A few things have prompted me to write this post today and I am thankful for each one of them.
1. An email from Beth Still asking about the “W’s” of being a connected educator.
Administrators are now more than ever seeing the value of their staff using social networks such as Twitter to learn, connect, and continuously improve the work that we are doing with students. If we are focused on “what is best for kids”, it is imperative teachers continuously work to improve and have the “growth mindset“; social media provides a great avenue for this type of continuous learning.
Yet as many administrators know and say this is important for teachers, what are we (they) doing about it? I learned quickly as an administrator that if I believed something was important for our staff to implement to improve their practice, I needed to put time and resources behind it.
The problem with this is that the vast majority of educators who are most on board with Connected Educator Month are connected educators. Hundreds of connected-educator communities and organizations have signed on to the program and have offered online promotions for the month. This is a wonderful thing for all of the connected educators who belong to those communities. But, the obvious question: Are non-connected educators involved or even aware?
So as an administrator, we are far too often asking teachers who don’t see the value of this to put time into learning about social media, but then not providing the actual time in school to learn this practice. I often refer to the idea of pressure and support; if we provide too much pressure, teachers will wilt under it, but if we provide too much support without the pressure, they will not see it as important. If we are not providing time embedded into the school day for teachers to connect using Twitter, or reflect using a blog, etc., there is all of the pressure in the world but with very little support. How do we expect educators to really jump in to this world on their own? How do we expect them to put a large investment of their own time when they have no idea what they are really getting into?

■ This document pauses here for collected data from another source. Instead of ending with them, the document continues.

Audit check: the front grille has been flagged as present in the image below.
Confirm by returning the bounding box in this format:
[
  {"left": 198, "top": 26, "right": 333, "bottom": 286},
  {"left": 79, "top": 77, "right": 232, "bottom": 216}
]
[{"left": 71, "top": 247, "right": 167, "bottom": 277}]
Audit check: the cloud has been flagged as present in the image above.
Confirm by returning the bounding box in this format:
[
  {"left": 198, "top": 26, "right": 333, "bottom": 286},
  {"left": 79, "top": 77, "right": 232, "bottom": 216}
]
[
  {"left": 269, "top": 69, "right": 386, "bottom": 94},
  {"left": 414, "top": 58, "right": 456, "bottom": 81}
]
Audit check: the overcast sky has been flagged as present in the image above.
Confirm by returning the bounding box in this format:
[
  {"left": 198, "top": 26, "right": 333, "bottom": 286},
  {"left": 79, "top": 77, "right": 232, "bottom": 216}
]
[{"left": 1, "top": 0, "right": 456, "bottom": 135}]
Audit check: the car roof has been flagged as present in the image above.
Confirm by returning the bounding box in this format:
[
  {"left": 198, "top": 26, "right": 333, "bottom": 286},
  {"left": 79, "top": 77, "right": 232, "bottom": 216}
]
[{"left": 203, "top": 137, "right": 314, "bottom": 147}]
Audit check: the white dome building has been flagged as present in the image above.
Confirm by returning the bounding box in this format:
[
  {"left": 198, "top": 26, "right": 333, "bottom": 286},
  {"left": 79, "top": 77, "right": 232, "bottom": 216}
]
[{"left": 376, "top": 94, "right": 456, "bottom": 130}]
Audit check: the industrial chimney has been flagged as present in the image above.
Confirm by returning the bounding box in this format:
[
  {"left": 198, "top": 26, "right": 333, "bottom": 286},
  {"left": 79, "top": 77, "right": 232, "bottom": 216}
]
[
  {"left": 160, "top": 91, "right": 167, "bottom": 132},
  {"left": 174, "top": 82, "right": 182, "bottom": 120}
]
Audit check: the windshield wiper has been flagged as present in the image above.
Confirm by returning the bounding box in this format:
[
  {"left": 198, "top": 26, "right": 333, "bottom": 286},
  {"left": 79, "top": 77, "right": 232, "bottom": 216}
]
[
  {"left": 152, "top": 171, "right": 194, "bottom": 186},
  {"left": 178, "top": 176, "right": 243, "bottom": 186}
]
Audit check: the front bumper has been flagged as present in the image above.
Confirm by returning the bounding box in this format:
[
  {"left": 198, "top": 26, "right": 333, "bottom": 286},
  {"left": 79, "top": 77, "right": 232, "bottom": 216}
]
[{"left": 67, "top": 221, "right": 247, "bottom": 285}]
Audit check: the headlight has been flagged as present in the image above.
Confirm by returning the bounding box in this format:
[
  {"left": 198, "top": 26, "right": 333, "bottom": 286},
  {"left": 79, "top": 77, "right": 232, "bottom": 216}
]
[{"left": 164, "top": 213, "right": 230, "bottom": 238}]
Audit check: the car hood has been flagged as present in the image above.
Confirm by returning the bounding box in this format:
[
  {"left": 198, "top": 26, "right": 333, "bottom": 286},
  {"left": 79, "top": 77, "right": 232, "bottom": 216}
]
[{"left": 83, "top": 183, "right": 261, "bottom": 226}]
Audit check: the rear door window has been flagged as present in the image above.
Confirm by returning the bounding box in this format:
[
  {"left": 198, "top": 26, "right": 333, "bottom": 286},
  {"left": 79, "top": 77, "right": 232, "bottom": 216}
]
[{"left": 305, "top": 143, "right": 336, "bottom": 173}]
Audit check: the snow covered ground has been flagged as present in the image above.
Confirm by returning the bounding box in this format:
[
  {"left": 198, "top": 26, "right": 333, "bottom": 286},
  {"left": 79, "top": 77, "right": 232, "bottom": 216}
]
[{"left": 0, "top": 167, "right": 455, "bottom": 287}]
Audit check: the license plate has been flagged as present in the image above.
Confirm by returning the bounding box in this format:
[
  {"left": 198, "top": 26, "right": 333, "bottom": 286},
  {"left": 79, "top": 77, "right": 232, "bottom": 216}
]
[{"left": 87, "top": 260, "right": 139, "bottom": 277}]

If we really think this is important, we need to find time during our days to encourage staff to use this technology to improve learning where they can get this support. One of the practices that I tried to embed into my school in the role of principal (although I did not do this enough), was to provide time during our professional development days for teachers to just be able to have time to write a classroom blog. We would then come back and read the post of each other and get some ideas of what we could learn from our own staff by providing that peak into our classrooms. The biggest advantage that I had as a principal to grow as an educator, was the ability to see what was happening in the rooms of our teachers. If we can use social media to get at least a tenth of this view (but hopefully more), how could schools not improve?
One thing that we are looking to do this year is provide staff professional development during the school day to learn about Twitter, blogging, and other social networking sites that are helpful to learning. Offering these during the day and providing subs for teachers increases the likelihood that teachers will be able to attend and see the power of this tool. It is too easy to back out of the “optional” PD (both mentally and physically) that is provided after school. During school hours, you are more likely to gain interest and attention.
I am not even going to get started about the schools that block social media during the school day. When you block Twitter, YouTube, and other sites, you are blocking a ton of learning while also not preparing kids for the world they live in. If you are worried about students doing something inappropriate on social networking sites during the day, just remember they have (unfiltered) access on their phone. Good luck with that!
So…sit with your teachers during their preps. Guide them. Be their sherpa. Provide both the pressure and support. See the value with them.
So why not just expect teachers to do this on their own? I guess I see that there are many teachers that have done some amazing learning with social media all on their own time, but let’s not kid ourselves, they are in the minority. With that being said, if we provide time where we can work with educators during the school day to provide some guidance and support, many more will probably see the value and put in their own time to further develop their learning.
We can’t just preach how great social media is anymore. Less talking; more doing.